The twin brother of an Ottawa-born man currently detained in Russia says his family is elated that U.S. basketball star Brittney Griner has returned home and they are patiently awaiting the same result.
“Every family of a wrongful detainee feels good for another wrongful detainee coming home, to know they are back with their loved ones,” David Whelan, brother of Paul, told CBC News on Friday. “We hope that it will eventually be our day.”
Paul Whelan — a former U.S. marine who holds Canadian, American, British and Irish citizenship — has been imprisoned in Russia for nearly four years on espionage charges. He calls the charges against him “garbage.”
Griner, meanwhile, is a WNBA player who was imprisoned for nearly 10 months after Russian authorities said she was carrying vape canisters with cannabis oil — a move some critics say is political. She was released on Thursday in a high-profile prisoner swap with notorious Russian arms dealer Viktor Bout and arrived back in the U.S. early Friday.
David Whelan says his family was notified by the White House prior to the prisoner swap that Griner would be coming home and Paul would not, which he said allowed them to “process the information in private.”
“You have happiness for another family and a sadness for yours,” said Whelan. “And maybe even anger toward the Kremlin [for] continuing to put Paul through this injustice.”
Bill Richardson, a former U.S. ambassador to the UN and a negotiator who worked on Griner’s release and Paul Whelan’s case, told CBC News on Friday that he anticipated Whelan would be included with Griner in a of two-for-two prisoner exchange but said Russian President Vladimir Putin decided against it at the “last minute.”
He cites worsening relations between the U.S. and Russia as a possible reason for why Whelan was not included in the deal — “I think President Putin didn’t want to give [U.S. President Joe] Biden a victory, the two-for-two” — but notes his release is a “priority” and the Russians are actively negotiating.
“I was sad that Paul Whelan was not part of this,” Richardson said of the swap. “I’ve been, for four years, trying to find formulas to get Paul back but it always seems at the very end there’s a road block.”
David Whelan says his family doesn’t know much about the details of the negotiations to bring Paul home, but they’re trying to be patient.
“It just takes time.

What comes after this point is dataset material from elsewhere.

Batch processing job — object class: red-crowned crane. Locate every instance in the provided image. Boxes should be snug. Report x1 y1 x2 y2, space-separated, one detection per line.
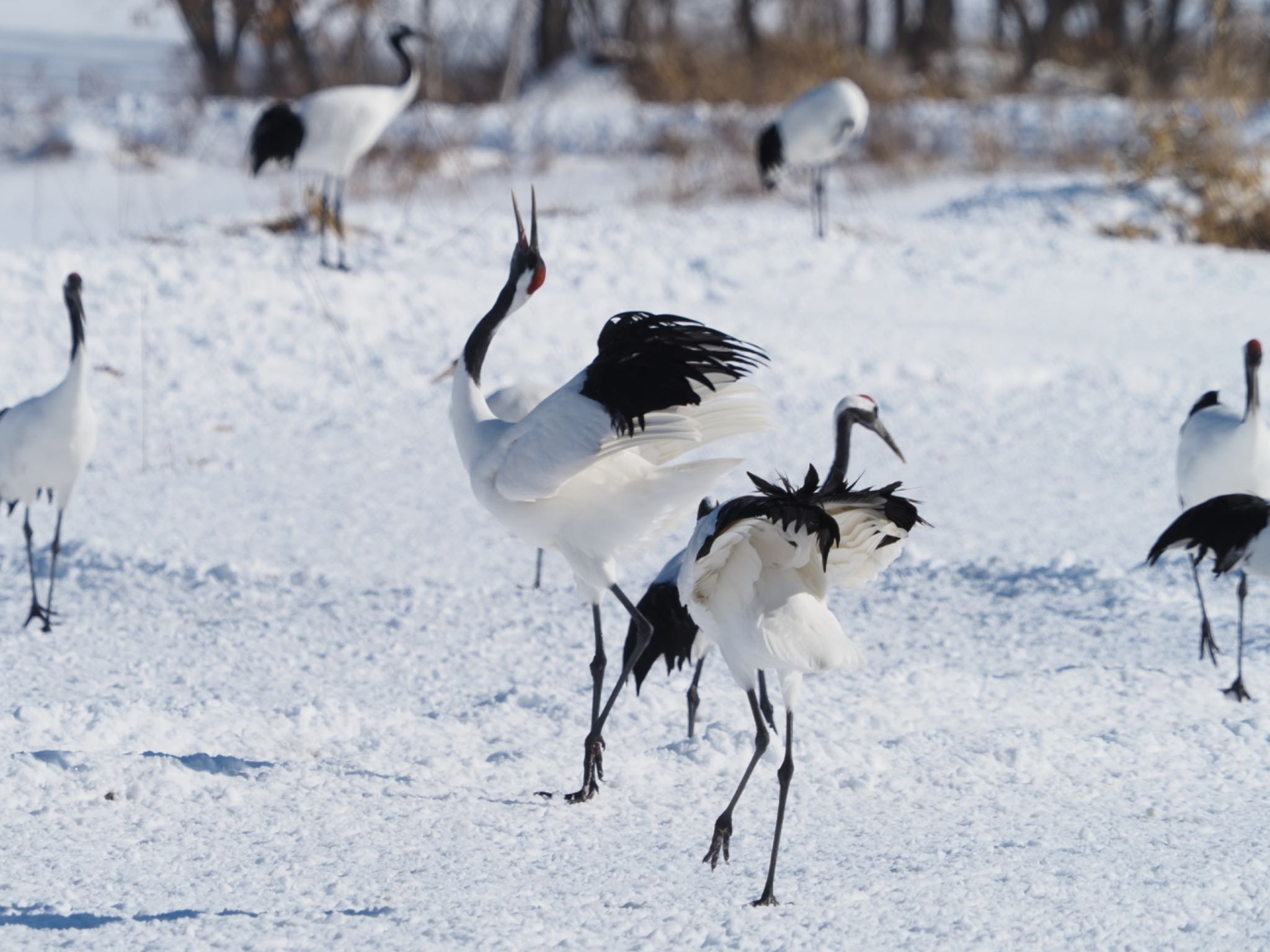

It takes the time it takes,” he said. “We have to be patient while the U.S. government gets its bearings on how to deal with this new issue, [along with] nations like Canada and the U.K. and others … [on] how to deal with this new hostage environment.”
David says he hasn’t spoken with his brother since October 2018, two months before the arrest, and although he knows Paul is healthy via daily calls with their parents, they still worry for his well-being.
“He’s surviving, but surviving isn’t living and he needs to come home.”